Dal primo Convegno Nazionale “Tumore gastrico, una sfida da vincere insieme” l’allarme sui pazienti che abbandonano le cure. Centri di eccellenza e una alleanza oncologo-paziente per evitare che la paura porti via i malati verso terapie senza prove scientifiche di efficacia, causando tragici risultati

medico-paziente-visitaRoma, 4 novembre 2016 – Quasi 13mila nuovi casi di carcinoma gastrico sono attesi nel 2016 in Italia e attualmente questa patologia figura al sesto posto in ordine di incidenza sia tra gli uomini sia tra le donne (4% di tutti i tumori negli uomini e 4% nelle donne).
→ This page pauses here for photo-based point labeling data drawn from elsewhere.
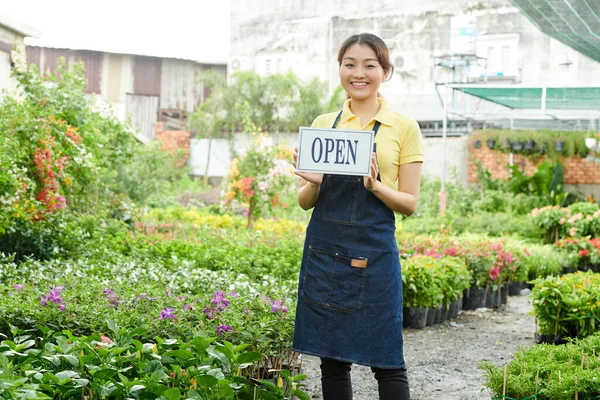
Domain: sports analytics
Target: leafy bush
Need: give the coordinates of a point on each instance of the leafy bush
(567, 305)
(548, 372)
(121, 364)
Quasi 73 mila persone (il 55% di sesso maschile) vivono in Italia con una diagnosi di carcinoma gastrico.

Alla luce di questi e vista la necessità di esortare Istituzioni e comunità scientifica sull’importanza di una diagnosi precoce e dei trattamenti clinici più avanzati che l’Associazione “Vivere senza stomaco si può” ha organizzato a Roma, il 4 novembre, il 1° Convegno nazionale sul tema “Tumore gastrico: una sfida da vincere insieme” al quale partecipano clinici, studiosi, rappresentanti delle istituzioni tra cui Ministero della Salute e Regione Lazio e, naturalmente, pazienti e familiari per testimoniare la propria esperienza di malattia.

L’Associazione, con sede a Ferrara e unica sul territorio nazionale, è nata nel 2013 e si rivolge a chi ha subito una gastrectomia totale o parziale per cancro, ai parenti, ai familiari e agli amici delle persone colpite da tumore allo stomaco cercando di dare risposta agli innumerevoli problemi che vengono quotidianamente evidenziati.
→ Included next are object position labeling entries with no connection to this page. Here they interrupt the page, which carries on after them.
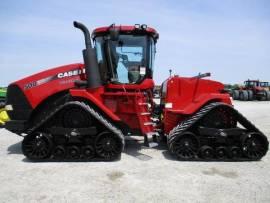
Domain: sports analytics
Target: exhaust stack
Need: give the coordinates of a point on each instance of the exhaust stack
(90, 59)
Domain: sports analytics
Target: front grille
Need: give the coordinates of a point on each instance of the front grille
(21, 107)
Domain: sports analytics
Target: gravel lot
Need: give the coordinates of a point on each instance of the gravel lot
(142, 175)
Tra i temi più sentiti del convegno il rischio che i pazienti in cura abbandonino le terapie di elezione e in particolare la chemioterapia, a volte suggestionati da invenzioni pseudoscientifiche che purtroppo trovano eco anche sui media di larghissima diffusione. Un rischio denunciato con forza sia dai rappresentanti dell’Associazione che dai clinici presenti all’incontro.
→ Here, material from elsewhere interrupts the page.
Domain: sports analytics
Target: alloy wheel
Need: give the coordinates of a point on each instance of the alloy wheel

“La mia la percezione è che circa il 50% dei pazienti sia molto attratto da approcci di cura diversi da quelli convenzionali e cerchi attivamente informazioni. Da alcune osservazione poi abbiamo ricavato l’impressione che circa il 20% potrebbe abbandonare la chemioterapia per intraprendere percorsi alternativi – ha sottolineato allarmata Claudia Santangelo, Presidente dell’Associazione – Purtroppo il tumore allo stomaco non offre moltissime possibilità di sopravvivenza, specialmente se non curato adeguatamente. È quindi estremamente importante poter contare su una diagnosi precoce, sulla possibilità di essere presi in carico in centri di eccellenza (dove trovare seri professionisti specializzati nel trattare di tumore allo stomaco: chirurghi, oncologi, nutrizionisti, psiconcologi) e sull’avere accesso alle cure farmacologiche più adeguate”.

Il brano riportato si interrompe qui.